Melanoma is the third most common skin cancer in the UK. It accounts for more cancer deaths than all other skin cancers combined. In 2011 there were 13,348 new cases of melanoma and 2209 deaths from melanoma.
Although melanoma is more often diagnosed in older people, it is increasingly affecting younger people. More than 900 adults aged under 35 are now diagnosed with melanoma annually in the UK, and it is the second most common cancer in adults aged between 25 and 49. Melanoma therefore leads to more years of life lost overall than many more common cancers.
Most melanomas occur in people with pale skin. The risk factors are skin that tends to burn in the sun, having many moles, intermittent sun exposure and sunburn.
This guideline addresses areas where there is uncertainty or variation in practice. It contains recommendations on:
assessing and staging melanoma, including the use of sentinel lymph node biopsy
treating stages 0–IV melanoma, including adjuvant chemotherapy and immunotherapy
treating in‑transit melanoma metastases
treating metastatic melanoma
follow‑up after treatment for melanoma.
The guideline also includes advice on managing vitamin D levels and drug therapy for intercurrent conditions in people diagnosed with melanoma.
The guideline covers suspected or newly diagnosed cutaneous melanoma (including vulval and penile melanoma) in children, young people and adults. However, there was insufficient high‑quality evidence on which to make specific recommendations for vulval and penile melanoma.
It does not cover primary ocular melanoma or melanoma arising in mucosal sites.
Remember that child maltreatment:
can present anywhere
may co‑exist with other health problems, including melanoma.
See the NICE guideline on child maltreatment for clinical features that may be associated with maltreatment.

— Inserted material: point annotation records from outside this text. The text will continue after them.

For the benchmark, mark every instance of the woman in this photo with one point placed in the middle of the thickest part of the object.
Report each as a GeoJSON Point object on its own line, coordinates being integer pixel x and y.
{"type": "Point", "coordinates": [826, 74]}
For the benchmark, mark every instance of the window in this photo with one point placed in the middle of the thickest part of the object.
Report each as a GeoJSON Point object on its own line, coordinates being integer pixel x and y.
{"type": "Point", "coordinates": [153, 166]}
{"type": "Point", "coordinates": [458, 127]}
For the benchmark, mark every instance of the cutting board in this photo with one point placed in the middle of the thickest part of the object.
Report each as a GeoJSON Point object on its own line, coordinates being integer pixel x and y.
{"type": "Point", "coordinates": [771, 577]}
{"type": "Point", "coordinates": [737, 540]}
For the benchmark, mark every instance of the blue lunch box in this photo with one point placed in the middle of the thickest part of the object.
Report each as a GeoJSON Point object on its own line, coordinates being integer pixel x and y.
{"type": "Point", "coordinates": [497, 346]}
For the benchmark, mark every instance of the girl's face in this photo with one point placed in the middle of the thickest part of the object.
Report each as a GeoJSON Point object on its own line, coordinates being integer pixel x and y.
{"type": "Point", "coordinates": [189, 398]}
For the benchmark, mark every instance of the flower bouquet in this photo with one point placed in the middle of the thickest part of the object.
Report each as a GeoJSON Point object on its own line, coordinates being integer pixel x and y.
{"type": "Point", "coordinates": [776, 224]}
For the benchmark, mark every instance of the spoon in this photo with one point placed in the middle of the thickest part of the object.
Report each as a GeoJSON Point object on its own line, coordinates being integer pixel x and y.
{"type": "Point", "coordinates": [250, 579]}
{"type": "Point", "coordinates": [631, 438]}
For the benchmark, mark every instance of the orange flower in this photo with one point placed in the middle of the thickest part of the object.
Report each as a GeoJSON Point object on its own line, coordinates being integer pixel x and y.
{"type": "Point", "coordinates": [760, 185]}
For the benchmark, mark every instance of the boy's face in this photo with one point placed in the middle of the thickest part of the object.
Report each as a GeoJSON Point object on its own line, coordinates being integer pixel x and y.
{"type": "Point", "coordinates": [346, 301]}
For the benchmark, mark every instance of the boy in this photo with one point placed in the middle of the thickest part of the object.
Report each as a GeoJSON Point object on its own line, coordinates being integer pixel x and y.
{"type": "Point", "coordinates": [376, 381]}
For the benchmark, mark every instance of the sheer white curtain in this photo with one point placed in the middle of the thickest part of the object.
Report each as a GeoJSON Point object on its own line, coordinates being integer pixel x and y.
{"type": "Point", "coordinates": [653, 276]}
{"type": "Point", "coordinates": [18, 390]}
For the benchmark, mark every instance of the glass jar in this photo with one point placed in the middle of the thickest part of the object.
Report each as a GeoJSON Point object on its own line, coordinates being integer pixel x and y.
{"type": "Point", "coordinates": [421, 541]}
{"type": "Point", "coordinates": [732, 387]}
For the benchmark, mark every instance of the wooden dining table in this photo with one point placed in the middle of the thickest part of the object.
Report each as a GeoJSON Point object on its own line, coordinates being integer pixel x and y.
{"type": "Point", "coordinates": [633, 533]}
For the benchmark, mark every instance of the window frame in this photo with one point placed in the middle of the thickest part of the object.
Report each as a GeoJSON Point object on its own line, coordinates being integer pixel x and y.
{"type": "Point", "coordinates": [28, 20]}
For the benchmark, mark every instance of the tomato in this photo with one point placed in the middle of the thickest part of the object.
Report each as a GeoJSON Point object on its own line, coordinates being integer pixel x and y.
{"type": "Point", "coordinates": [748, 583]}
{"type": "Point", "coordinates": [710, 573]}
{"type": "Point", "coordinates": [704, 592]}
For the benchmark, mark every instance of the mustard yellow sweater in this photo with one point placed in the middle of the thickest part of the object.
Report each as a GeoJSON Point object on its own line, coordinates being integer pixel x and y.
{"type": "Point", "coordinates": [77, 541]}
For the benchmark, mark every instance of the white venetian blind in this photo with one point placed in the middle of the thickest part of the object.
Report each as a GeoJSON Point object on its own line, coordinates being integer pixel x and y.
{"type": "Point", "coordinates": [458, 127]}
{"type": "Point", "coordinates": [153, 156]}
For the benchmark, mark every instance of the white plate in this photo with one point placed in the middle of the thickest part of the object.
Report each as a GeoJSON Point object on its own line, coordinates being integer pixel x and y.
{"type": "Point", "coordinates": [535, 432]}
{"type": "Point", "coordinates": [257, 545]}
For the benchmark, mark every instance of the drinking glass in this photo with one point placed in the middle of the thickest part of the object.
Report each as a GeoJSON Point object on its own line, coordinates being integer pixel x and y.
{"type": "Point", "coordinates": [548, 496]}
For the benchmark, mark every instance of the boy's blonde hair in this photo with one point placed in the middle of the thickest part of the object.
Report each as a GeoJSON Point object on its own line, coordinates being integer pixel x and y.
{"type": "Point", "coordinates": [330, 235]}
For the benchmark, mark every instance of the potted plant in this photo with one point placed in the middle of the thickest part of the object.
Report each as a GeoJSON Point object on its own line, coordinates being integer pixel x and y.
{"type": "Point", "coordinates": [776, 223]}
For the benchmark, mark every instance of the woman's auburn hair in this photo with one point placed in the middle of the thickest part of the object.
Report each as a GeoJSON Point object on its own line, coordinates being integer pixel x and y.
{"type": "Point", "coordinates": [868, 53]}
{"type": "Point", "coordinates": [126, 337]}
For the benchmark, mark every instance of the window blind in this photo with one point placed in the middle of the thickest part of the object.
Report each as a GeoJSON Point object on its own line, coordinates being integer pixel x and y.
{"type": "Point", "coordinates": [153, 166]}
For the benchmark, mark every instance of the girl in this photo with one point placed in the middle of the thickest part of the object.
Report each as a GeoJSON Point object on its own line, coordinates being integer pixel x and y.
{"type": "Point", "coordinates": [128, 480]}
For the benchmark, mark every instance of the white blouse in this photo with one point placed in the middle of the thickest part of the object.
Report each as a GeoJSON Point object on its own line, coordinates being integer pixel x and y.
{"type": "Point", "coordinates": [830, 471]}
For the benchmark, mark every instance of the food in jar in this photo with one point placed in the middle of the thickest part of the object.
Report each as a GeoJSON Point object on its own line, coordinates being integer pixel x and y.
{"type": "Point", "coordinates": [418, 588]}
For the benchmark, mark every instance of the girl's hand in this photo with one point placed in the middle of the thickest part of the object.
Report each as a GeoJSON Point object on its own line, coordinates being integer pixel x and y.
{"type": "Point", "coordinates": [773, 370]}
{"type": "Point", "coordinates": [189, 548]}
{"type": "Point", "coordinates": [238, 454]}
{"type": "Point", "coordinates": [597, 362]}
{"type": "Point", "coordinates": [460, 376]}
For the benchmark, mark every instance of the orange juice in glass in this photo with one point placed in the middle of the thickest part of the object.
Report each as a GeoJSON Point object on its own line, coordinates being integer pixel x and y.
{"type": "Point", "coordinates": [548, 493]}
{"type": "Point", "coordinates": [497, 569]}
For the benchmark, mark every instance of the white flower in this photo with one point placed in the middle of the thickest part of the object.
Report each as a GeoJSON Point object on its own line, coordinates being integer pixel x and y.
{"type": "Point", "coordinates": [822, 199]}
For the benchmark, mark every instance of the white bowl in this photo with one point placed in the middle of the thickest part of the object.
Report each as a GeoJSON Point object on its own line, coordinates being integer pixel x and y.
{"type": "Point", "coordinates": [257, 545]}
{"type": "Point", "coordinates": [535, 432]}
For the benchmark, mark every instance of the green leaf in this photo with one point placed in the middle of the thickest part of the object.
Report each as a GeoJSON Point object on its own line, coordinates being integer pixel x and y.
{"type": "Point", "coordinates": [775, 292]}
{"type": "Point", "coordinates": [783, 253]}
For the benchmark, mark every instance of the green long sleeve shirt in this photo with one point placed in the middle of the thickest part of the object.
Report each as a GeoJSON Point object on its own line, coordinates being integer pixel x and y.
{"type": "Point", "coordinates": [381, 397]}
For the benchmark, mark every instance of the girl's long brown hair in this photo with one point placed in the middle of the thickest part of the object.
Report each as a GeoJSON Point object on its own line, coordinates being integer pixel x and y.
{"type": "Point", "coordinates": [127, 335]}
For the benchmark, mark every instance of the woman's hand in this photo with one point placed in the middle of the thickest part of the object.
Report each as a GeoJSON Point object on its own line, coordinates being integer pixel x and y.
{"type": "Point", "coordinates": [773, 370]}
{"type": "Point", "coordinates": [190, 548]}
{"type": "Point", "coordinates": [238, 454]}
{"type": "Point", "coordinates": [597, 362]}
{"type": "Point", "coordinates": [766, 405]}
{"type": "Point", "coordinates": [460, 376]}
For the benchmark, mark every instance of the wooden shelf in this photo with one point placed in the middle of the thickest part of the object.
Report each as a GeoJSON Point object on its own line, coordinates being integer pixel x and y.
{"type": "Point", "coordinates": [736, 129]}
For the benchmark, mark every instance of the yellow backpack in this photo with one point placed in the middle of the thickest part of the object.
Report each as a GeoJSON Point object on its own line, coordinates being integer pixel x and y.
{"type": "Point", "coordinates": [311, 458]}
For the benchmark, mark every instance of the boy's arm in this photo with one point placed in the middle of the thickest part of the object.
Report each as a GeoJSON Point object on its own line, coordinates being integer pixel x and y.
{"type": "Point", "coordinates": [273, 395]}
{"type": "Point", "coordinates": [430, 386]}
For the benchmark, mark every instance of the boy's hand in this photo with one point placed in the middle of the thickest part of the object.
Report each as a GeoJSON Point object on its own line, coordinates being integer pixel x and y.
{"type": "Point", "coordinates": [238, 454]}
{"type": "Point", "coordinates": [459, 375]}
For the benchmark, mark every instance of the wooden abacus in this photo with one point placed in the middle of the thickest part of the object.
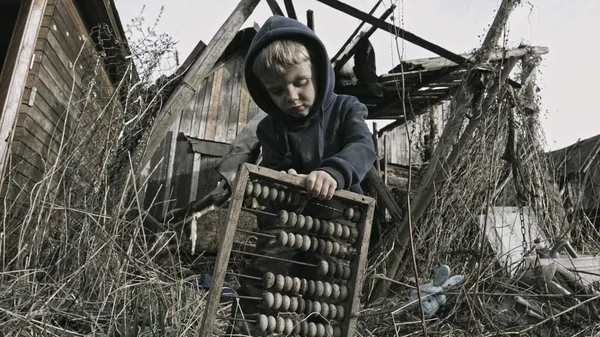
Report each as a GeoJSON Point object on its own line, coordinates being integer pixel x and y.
{"type": "Point", "coordinates": [337, 301]}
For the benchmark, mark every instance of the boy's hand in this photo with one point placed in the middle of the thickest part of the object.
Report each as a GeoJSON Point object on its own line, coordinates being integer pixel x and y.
{"type": "Point", "coordinates": [319, 184]}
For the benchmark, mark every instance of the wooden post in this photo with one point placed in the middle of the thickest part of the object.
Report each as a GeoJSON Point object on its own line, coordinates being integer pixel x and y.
{"type": "Point", "coordinates": [197, 72]}
{"type": "Point", "coordinates": [14, 74]}
{"type": "Point", "coordinates": [441, 162]}
{"type": "Point", "coordinates": [310, 19]}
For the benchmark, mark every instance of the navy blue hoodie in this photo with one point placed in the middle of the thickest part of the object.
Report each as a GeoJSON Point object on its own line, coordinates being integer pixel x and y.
{"type": "Point", "coordinates": [333, 137]}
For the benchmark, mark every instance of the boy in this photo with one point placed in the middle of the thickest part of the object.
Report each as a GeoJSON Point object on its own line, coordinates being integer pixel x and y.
{"type": "Point", "coordinates": [310, 131]}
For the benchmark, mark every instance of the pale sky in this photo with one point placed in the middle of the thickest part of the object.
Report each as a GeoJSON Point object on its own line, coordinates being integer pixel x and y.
{"type": "Point", "coordinates": [567, 27]}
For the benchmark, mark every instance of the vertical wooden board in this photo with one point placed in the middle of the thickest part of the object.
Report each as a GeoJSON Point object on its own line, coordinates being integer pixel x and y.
{"type": "Point", "coordinates": [224, 107]}
{"type": "Point", "coordinates": [234, 109]}
{"type": "Point", "coordinates": [181, 182]}
{"type": "Point", "coordinates": [154, 193]}
{"type": "Point", "coordinates": [197, 109]}
{"type": "Point", "coordinates": [244, 106]}
{"type": "Point", "coordinates": [208, 176]}
{"type": "Point", "coordinates": [213, 108]}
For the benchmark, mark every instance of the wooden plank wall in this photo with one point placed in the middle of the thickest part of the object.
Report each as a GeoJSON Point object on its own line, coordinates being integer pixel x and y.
{"type": "Point", "coordinates": [54, 109]}
{"type": "Point", "coordinates": [218, 112]}
{"type": "Point", "coordinates": [397, 143]}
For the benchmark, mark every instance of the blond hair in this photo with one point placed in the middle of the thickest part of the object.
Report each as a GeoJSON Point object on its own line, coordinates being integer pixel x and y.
{"type": "Point", "coordinates": [277, 57]}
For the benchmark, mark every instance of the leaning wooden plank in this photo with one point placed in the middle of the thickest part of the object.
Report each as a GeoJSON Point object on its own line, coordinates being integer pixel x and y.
{"type": "Point", "coordinates": [408, 36]}
{"type": "Point", "coordinates": [197, 72]}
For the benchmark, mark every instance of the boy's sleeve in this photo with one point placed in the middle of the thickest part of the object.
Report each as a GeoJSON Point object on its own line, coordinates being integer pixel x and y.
{"type": "Point", "coordinates": [357, 156]}
{"type": "Point", "coordinates": [273, 153]}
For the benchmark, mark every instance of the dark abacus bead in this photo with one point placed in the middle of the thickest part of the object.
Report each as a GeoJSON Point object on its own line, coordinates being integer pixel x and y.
{"type": "Point", "coordinates": [264, 193]}
{"type": "Point", "coordinates": [249, 188]}
{"type": "Point", "coordinates": [292, 218]}
{"type": "Point", "coordinates": [281, 196]}
{"type": "Point", "coordinates": [300, 221]}
{"type": "Point", "coordinates": [308, 222]}
{"type": "Point", "coordinates": [268, 280]}
{"type": "Point", "coordinates": [273, 193]}
{"type": "Point", "coordinates": [282, 217]}
{"type": "Point", "coordinates": [349, 213]}
{"type": "Point", "coordinates": [256, 190]}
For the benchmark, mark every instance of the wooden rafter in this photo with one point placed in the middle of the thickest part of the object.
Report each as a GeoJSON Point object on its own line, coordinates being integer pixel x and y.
{"type": "Point", "coordinates": [406, 35]}
{"type": "Point", "coordinates": [289, 8]}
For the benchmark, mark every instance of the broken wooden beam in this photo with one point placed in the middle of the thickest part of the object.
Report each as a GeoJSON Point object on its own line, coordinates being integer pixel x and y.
{"type": "Point", "coordinates": [275, 9]}
{"type": "Point", "coordinates": [393, 29]}
{"type": "Point", "coordinates": [194, 76]}
{"type": "Point", "coordinates": [351, 48]}
{"type": "Point", "coordinates": [351, 38]}
{"type": "Point", "coordinates": [289, 8]}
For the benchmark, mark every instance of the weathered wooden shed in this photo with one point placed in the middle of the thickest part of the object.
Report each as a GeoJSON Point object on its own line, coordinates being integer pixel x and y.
{"type": "Point", "coordinates": [56, 90]}
{"type": "Point", "coordinates": [200, 130]}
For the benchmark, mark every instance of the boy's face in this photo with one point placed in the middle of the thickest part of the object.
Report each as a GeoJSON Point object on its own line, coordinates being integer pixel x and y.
{"type": "Point", "coordinates": [294, 92]}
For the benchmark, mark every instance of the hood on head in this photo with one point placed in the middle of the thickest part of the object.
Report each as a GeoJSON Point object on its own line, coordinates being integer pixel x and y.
{"type": "Point", "coordinates": [282, 28]}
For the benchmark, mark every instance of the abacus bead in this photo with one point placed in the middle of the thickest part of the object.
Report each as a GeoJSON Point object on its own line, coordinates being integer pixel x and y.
{"type": "Point", "coordinates": [323, 268]}
{"type": "Point", "coordinates": [292, 218]}
{"type": "Point", "coordinates": [319, 288]}
{"type": "Point", "coordinates": [268, 280]}
{"type": "Point", "coordinates": [281, 196]}
{"type": "Point", "coordinates": [300, 221]}
{"type": "Point", "coordinates": [299, 241]}
{"type": "Point", "coordinates": [314, 244]}
{"type": "Point", "coordinates": [306, 242]}
{"type": "Point", "coordinates": [262, 322]}
{"type": "Point", "coordinates": [278, 301]}
{"type": "Point", "coordinates": [320, 330]}
{"type": "Point", "coordinates": [345, 232]}
{"type": "Point", "coordinates": [336, 249]}
{"type": "Point", "coordinates": [349, 213]}
{"type": "Point", "coordinates": [357, 216]}
{"type": "Point", "coordinates": [347, 273]}
{"type": "Point", "coordinates": [264, 193]}
{"type": "Point", "coordinates": [328, 330]}
{"type": "Point", "coordinates": [326, 290]}
{"type": "Point", "coordinates": [316, 307]}
{"type": "Point", "coordinates": [324, 309]}
{"type": "Point", "coordinates": [332, 311]}
{"type": "Point", "coordinates": [272, 324]}
{"type": "Point", "coordinates": [343, 292]}
{"type": "Point", "coordinates": [311, 288]}
{"type": "Point", "coordinates": [330, 229]}
{"type": "Point", "coordinates": [285, 303]}
{"type": "Point", "coordinates": [293, 304]}
{"type": "Point", "coordinates": [256, 190]}
{"type": "Point", "coordinates": [282, 217]}
{"type": "Point", "coordinates": [249, 187]}
{"type": "Point", "coordinates": [328, 248]}
{"type": "Point", "coordinates": [280, 325]}
{"type": "Point", "coordinates": [289, 326]}
{"type": "Point", "coordinates": [316, 225]}
{"type": "Point", "coordinates": [288, 282]}
{"type": "Point", "coordinates": [296, 283]}
{"type": "Point", "coordinates": [338, 230]}
{"type": "Point", "coordinates": [301, 306]}
{"type": "Point", "coordinates": [279, 282]}
{"type": "Point", "coordinates": [273, 194]}
{"type": "Point", "coordinates": [282, 238]}
{"type": "Point", "coordinates": [291, 240]}
{"type": "Point", "coordinates": [268, 299]}
{"type": "Point", "coordinates": [324, 227]}
{"type": "Point", "coordinates": [312, 330]}
{"type": "Point", "coordinates": [303, 286]}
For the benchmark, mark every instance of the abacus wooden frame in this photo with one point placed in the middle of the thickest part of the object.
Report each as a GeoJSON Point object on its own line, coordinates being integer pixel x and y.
{"type": "Point", "coordinates": [358, 264]}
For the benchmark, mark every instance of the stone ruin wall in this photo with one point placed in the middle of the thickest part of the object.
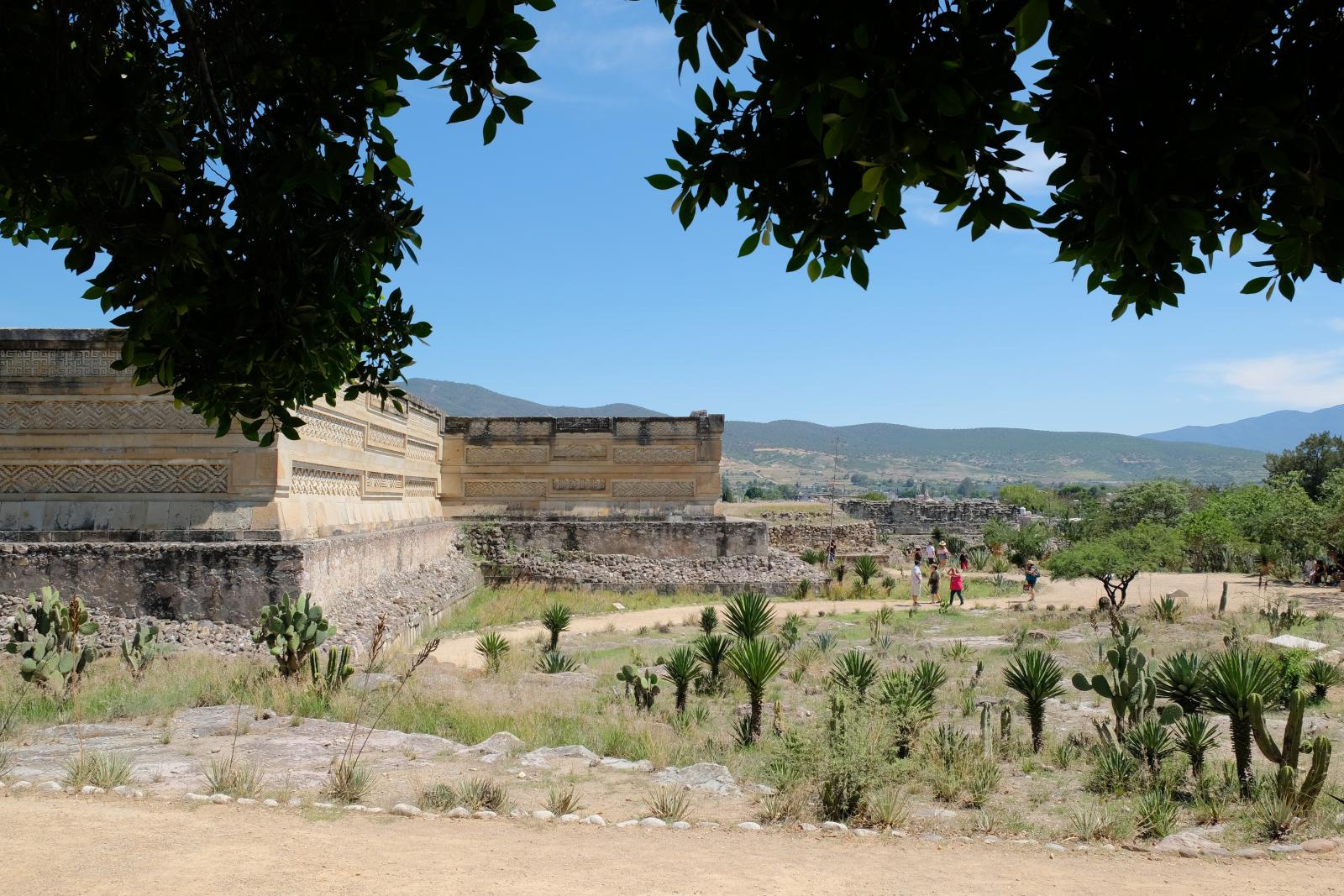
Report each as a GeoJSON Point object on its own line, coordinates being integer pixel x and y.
{"type": "Point", "coordinates": [917, 517]}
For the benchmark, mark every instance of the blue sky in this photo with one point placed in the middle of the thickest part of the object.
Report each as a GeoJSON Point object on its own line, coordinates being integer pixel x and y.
{"type": "Point", "coordinates": [554, 273]}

The guideline will assume that prescribers will use a medicine's summary of product characteristics to inform decisions made with individual patients.
This guideline recommends some medicines for indications for which they do not have a UK marketing authorisation at the date of publication, if there is good evidence to support that use. The prescriber should follow relevant professional guidance, taking full responsibility for the decision. The patient (or those with authority to give consent on their behalf) should provide informed consent, which should be documented. See the General Medical Council's Prescribing guidance: prescribing unlicensed medicines for further information. Where recommendations have been made for the use of medicines outside their licensed indications ('off‑label use'), these medicines are marked with a footnote in the recommendations.